- Rojava/Noord-en Oost-Syrië
De kantonraad van Afrin en Shehba hield een persconferentie op het hoofdkantoor in het Serdem-vluchtelingenkamp in het dorp Til Sosin om de balans van de door de aardbeving veroorzaakte schade bekend te maken.
Melek Hisên, medevoorzitter van de kantonraad van Shehba en Afrin , zei het volgende: “Allereerst willen we onze condoleances betuigen aan de families van degenen die hun leven hebben verloren na de verwoestende aardbeving die drie weken geleden in de regio plaatsvond, en wensen spoedig herstel van de gewonden.
De aardbeving verergerde het lijden van de vluchtelingen uit Afrin- en Shehb die met geweld werden verdreven door de binnenvallende Turkse staat en zijn huurlingen. Bovendien heeft het embargo dat door de regering van Damascus aan Shehba is opgelegd, dit leed vergroot.”

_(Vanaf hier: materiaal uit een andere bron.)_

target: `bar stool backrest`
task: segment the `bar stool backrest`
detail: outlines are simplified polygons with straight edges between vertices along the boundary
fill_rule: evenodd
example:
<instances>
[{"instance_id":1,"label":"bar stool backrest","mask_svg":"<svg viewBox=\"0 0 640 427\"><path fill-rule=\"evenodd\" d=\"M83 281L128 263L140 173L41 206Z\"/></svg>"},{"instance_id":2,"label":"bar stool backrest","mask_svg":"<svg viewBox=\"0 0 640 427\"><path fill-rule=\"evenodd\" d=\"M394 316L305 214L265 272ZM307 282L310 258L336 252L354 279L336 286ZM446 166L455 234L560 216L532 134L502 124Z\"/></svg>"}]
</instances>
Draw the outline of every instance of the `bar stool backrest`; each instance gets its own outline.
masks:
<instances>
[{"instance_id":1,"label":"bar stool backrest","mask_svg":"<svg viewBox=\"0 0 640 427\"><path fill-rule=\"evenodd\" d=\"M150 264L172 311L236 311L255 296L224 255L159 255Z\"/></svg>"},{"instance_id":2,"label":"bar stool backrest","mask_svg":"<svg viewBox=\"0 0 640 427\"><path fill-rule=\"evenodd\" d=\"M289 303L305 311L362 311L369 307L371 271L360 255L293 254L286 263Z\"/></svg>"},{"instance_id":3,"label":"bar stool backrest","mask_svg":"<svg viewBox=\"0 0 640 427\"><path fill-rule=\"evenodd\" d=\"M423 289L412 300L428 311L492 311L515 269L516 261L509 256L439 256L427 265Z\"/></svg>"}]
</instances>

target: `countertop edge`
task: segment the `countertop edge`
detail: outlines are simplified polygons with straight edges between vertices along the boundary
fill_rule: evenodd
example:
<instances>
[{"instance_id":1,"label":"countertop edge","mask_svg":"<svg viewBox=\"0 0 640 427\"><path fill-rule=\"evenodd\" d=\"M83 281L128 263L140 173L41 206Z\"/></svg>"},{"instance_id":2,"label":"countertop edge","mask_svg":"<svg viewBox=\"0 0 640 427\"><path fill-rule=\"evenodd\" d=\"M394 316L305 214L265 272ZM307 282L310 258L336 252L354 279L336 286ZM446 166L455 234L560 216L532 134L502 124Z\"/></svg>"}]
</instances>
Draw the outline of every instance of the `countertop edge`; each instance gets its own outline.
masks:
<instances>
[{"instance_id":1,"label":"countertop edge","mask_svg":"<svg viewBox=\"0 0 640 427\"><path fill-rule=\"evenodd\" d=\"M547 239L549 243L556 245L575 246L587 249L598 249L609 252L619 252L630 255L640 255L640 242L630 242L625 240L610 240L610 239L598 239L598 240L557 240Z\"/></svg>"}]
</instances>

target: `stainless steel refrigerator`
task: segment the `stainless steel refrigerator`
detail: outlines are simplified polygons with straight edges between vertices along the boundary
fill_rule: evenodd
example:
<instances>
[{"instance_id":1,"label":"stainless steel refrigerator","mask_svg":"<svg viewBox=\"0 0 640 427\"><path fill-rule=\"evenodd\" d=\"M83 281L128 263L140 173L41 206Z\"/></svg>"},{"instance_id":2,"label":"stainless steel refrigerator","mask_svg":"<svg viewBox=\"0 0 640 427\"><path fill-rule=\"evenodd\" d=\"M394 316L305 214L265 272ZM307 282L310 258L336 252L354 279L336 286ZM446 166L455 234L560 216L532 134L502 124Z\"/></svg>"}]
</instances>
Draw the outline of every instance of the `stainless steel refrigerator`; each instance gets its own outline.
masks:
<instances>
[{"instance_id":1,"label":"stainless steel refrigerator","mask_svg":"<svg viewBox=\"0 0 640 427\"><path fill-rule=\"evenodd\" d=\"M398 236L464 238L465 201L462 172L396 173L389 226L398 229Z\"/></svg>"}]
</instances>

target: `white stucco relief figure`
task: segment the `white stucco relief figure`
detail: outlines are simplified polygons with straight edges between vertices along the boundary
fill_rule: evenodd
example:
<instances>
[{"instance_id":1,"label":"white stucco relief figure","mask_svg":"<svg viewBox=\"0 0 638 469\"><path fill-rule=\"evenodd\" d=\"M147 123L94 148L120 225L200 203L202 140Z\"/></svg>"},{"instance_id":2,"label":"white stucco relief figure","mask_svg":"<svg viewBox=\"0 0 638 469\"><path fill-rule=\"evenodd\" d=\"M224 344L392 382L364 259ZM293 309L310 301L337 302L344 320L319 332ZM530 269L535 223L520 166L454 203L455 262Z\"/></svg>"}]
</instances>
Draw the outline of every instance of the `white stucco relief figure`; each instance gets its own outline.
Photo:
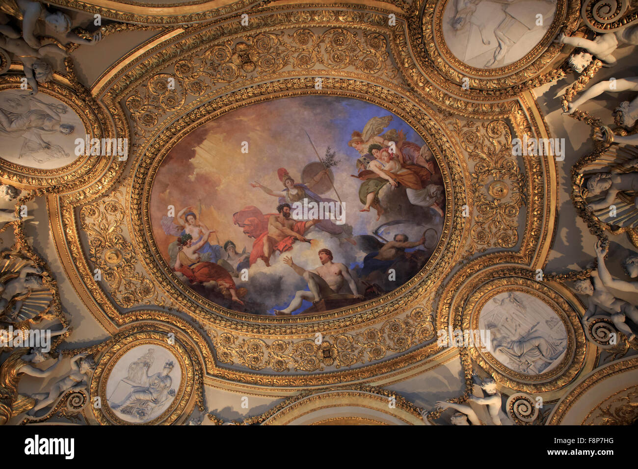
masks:
<instances>
[{"instance_id":1,"label":"white stucco relief figure","mask_svg":"<svg viewBox=\"0 0 638 469\"><path fill-rule=\"evenodd\" d=\"M573 114L575 110L590 100L593 99L605 91L621 93L622 91L638 91L638 77L632 77L618 80L605 80L597 83L585 91L579 98L567 105L567 114ZM622 125L632 127L638 119L638 97L630 102L623 101L616 108L614 114L620 119Z\"/></svg>"},{"instance_id":2,"label":"white stucco relief figure","mask_svg":"<svg viewBox=\"0 0 638 469\"><path fill-rule=\"evenodd\" d=\"M443 38L450 52L470 66L504 66L540 41L555 12L556 2L544 0L450 1L443 14Z\"/></svg>"},{"instance_id":3,"label":"white stucco relief figure","mask_svg":"<svg viewBox=\"0 0 638 469\"><path fill-rule=\"evenodd\" d=\"M131 423L145 423L158 417L173 401L181 379L174 360L161 347L140 346L130 350L108 377L109 406Z\"/></svg>"},{"instance_id":4,"label":"white stucco relief figure","mask_svg":"<svg viewBox=\"0 0 638 469\"><path fill-rule=\"evenodd\" d=\"M587 181L587 197L602 196L602 198L590 202L592 210L609 209L618 200L620 193L633 194L638 191L638 171L619 172L638 165L638 160L623 165L622 168L614 168L611 172L596 173ZM634 205L638 208L638 197L633 197Z\"/></svg>"},{"instance_id":5,"label":"white stucco relief figure","mask_svg":"<svg viewBox=\"0 0 638 469\"><path fill-rule=\"evenodd\" d=\"M605 251L606 248L602 247L600 244L597 245L596 252L599 266L591 272L593 283L589 279L578 280L574 283L574 290L576 292L589 297L587 311L582 319L582 324L586 329L589 320L593 316L600 314L607 316L614 323L616 329L627 336L628 340L631 341L635 337L636 331L632 330L625 322L625 319L629 318L634 324L638 324L638 308L625 300L614 297L602 281L598 271L602 270L601 260L604 265L603 258ZM607 281L607 285L611 285L611 276L607 271L606 266L604 270L604 276Z\"/></svg>"},{"instance_id":6,"label":"white stucco relief figure","mask_svg":"<svg viewBox=\"0 0 638 469\"><path fill-rule=\"evenodd\" d=\"M20 22L22 37L31 47L38 48L41 45L37 37L36 29L39 22L45 26L45 33L54 31L59 34L64 42L76 44L95 44L100 38L96 35L93 39L84 39L71 32L71 17L62 11L53 11L45 8L40 2L32 0L3 0L0 5L0 33L8 35L11 27L6 24L11 17Z\"/></svg>"},{"instance_id":7,"label":"white stucco relief figure","mask_svg":"<svg viewBox=\"0 0 638 469\"><path fill-rule=\"evenodd\" d=\"M3 160L41 169L62 167L77 158L73 134L84 135L84 130L77 114L54 98L26 91L0 93Z\"/></svg>"}]
</instances>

De verklaring voegde eraan toe: “De aardbeving veroorzaakte grote schade aan huizen en scholen. De administratie van de kantons Afrin en Shehba nam contact op met de mensen via al onze instellingen, te beginnen met de gemeenten, raden, gemeenten en de commissie voor sociale zaken, en hield mensen weg van gevaarlijke gebieden. Tien mensen raakten gewond, twee ernstig, als gevolg van de aardbeving.
Er werd een professionele commissie opgericht om beschadigde huizen op te sporen. De beroepscommissie vroeg de ingenieurs uit Aleppo om hulp bij de inspectie van de scholen. Er werd vastgesteld dat bijna duizend huizen en drie scholen zwaar beschadigd waren. Daardoor werden duizenden studenten gedwongen het onderwijs op te schorten.”